For non-embedded database installations (Oracle) best practice keeps the database servers separate from the other machines.
• Although application servers process more than just mediation, any application server can also run mediation services. Stand-alone mediation servers themselves run only mediation services. You can also turn mediation on and off on any host running an application server.
If you cluster application servers, one or more distributed mediation servers typically handle mediation, and the clustered application servers have mediation turned off.
As stated above, you can also run both the application server and mediation services on a single machine. A cluster of such combined application / mediation machines is also possible--minimally two servers each running an application server with mediation services.
One caveat: Mediation processes have an impact on application server performance. This is why best practice for larger deployments is to distribute mediation services to dedicated mediation servers. Once you distribute mediation, you can ensure better performance by disabling mediation on application servers in the application server cluster.
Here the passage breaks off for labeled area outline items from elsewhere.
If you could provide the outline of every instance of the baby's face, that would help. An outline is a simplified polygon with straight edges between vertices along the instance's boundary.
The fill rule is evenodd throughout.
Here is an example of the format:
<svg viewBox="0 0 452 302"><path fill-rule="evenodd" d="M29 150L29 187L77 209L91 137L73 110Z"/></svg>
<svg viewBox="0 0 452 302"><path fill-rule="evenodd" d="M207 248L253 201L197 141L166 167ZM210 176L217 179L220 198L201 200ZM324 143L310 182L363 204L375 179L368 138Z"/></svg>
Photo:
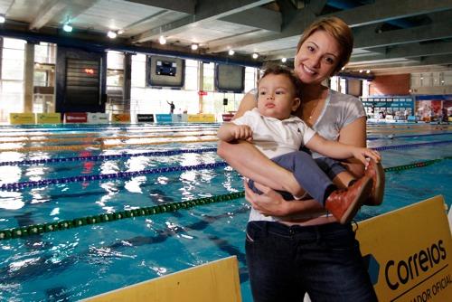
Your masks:
<svg viewBox="0 0 452 302"><path fill-rule="evenodd" d="M265 117L286 119L299 105L295 87L285 74L268 74L258 87L258 110Z"/></svg>

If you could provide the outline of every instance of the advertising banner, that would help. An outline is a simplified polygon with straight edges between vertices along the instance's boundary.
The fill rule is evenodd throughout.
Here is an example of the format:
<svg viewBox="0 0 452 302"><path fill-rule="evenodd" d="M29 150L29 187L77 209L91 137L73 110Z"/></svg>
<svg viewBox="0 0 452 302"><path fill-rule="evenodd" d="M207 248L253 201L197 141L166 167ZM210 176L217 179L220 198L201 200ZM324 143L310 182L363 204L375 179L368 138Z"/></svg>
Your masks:
<svg viewBox="0 0 452 302"><path fill-rule="evenodd" d="M34 113L10 113L9 123L11 125L34 124Z"/></svg>
<svg viewBox="0 0 452 302"><path fill-rule="evenodd" d="M56 113L36 113L37 124L60 124L61 122L61 115Z"/></svg>
<svg viewBox="0 0 452 302"><path fill-rule="evenodd" d="M88 115L86 112L66 112L64 121L66 123L86 123Z"/></svg>
<svg viewBox="0 0 452 302"><path fill-rule="evenodd" d="M379 301L452 301L452 239L442 196L358 223Z"/></svg>
<svg viewBox="0 0 452 302"><path fill-rule="evenodd" d="M128 113L113 113L111 115L112 123L130 123L130 114Z"/></svg>
<svg viewBox="0 0 452 302"><path fill-rule="evenodd" d="M89 124L108 124L108 115L102 112L88 112Z"/></svg>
• Although you can run client applications on application server machines, even though they are clustered, this is not typical or recommended. If you cluster application servers, and clients run on machines outside that cluster; do not identify the client machines as part of the cluster.
• SNMP Mediation agents can back each other up as primary/secondary for any “subnet” (where a subnet is any range of IP addresses). A mediation agent which is primary for one subnet can be secondary for a different one. Such subnets may not overlap.
• Clients are not clustered by the application. If you need to cluster clients (as in a Web deployment), your application must manage the clustering itself.
• For large clustered installations, best practice is to identify one or more workstations for troubleshooting and management alarms from the application itself.